Interacting with the Community
The Linux community is open for anyone to get involved. The PowerPC
community, being smaller, often has more need for people to help out
even for smaller, easily-accomplished tasks.
Mailing lists are the ideal place to find answers and help others
with their own questions. You don't need to subscribe in order to
post, but it's a good idea. The PowerPC Linux development mailing lists
are hosted at ozlabs.org. There are two
important rules for getting the help you want and not annoying people
in the process: Search the list archives first — your
question may have already been answered. Make sure you post your
question to the right list — if you're having trouble
installing a distribution and you post your question to the
linuxppc-dev list, you won't get any help but you will get annoyed
emails.
Mailing lists reach the widest audience, but for interactive discussion
IRC is the answer. There is a variety of graphical or text-based IRC
clients, including xchat and irssi. You can get some introductory help
on the web from sites like irchelp.org.
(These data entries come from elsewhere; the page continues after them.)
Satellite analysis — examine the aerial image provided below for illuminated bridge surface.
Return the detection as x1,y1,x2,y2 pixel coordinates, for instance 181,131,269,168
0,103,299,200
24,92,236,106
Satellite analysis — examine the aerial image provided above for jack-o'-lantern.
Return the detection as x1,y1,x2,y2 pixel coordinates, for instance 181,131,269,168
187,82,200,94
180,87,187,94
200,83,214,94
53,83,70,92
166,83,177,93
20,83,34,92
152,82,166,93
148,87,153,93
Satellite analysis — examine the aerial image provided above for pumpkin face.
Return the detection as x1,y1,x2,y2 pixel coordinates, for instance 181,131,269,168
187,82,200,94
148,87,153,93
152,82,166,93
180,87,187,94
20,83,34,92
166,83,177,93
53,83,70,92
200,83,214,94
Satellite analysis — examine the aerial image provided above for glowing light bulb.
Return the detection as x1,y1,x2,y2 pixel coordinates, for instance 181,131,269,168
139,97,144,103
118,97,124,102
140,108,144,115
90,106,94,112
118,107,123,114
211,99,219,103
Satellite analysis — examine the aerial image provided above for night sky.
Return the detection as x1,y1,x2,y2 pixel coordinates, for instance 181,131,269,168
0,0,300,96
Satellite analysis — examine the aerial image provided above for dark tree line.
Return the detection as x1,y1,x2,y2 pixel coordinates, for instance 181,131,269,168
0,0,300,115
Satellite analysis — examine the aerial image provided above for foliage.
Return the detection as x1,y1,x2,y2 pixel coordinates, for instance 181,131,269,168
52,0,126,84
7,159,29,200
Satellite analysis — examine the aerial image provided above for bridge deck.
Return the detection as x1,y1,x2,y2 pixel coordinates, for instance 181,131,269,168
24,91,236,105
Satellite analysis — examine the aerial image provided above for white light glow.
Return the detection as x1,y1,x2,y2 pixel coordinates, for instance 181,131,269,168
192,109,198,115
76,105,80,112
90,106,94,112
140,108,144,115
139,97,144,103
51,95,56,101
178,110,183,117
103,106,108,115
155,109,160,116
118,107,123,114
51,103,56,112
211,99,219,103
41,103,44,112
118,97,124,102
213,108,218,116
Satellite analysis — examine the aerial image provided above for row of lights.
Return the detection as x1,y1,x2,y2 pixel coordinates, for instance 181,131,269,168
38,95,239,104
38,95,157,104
If you ask a question and
nobody answers, be patient. Many people are gone or working on
other things. Wait patiently and resist the urge to repeat the same
question over and over again.
Relevant channels on freenode include #mklinux and #ppc64 (development conversation only please), #ppclinux, #yellowdog, #debianppc, #gentoo-ppc, and #crux.
Relevant channels on freenode include #mklinux and #ppc64 (development conversation only please), #ppclinux, #yellowdog, #debianppc, #gentoo-ppc, and #crux.
- Join IRC channels and mailing lists and help answer questions! You'll learn a lot too, just by reading the ongoing discussions.
- Favorite software project? You don't need to be a developer:
- help create PPC packages for it
- test often, and tell the developers or open bug reports when they accidentally break PPC
- just reminding developers that they have PPC users will encourage them to think about portability
- if the PPC packages require special steps to install, contribute to the installation guide
- for software like device drivers, contribute to the "supported hardware" list and make sure PPC is listed
- help other PPC users on the project's mailing lists and forums. The more noise we make, the more popular we seem. :)
- Web developer? Author? You can help us with this website, for example by contributing an article about PPC-specific software (e.g. pmud).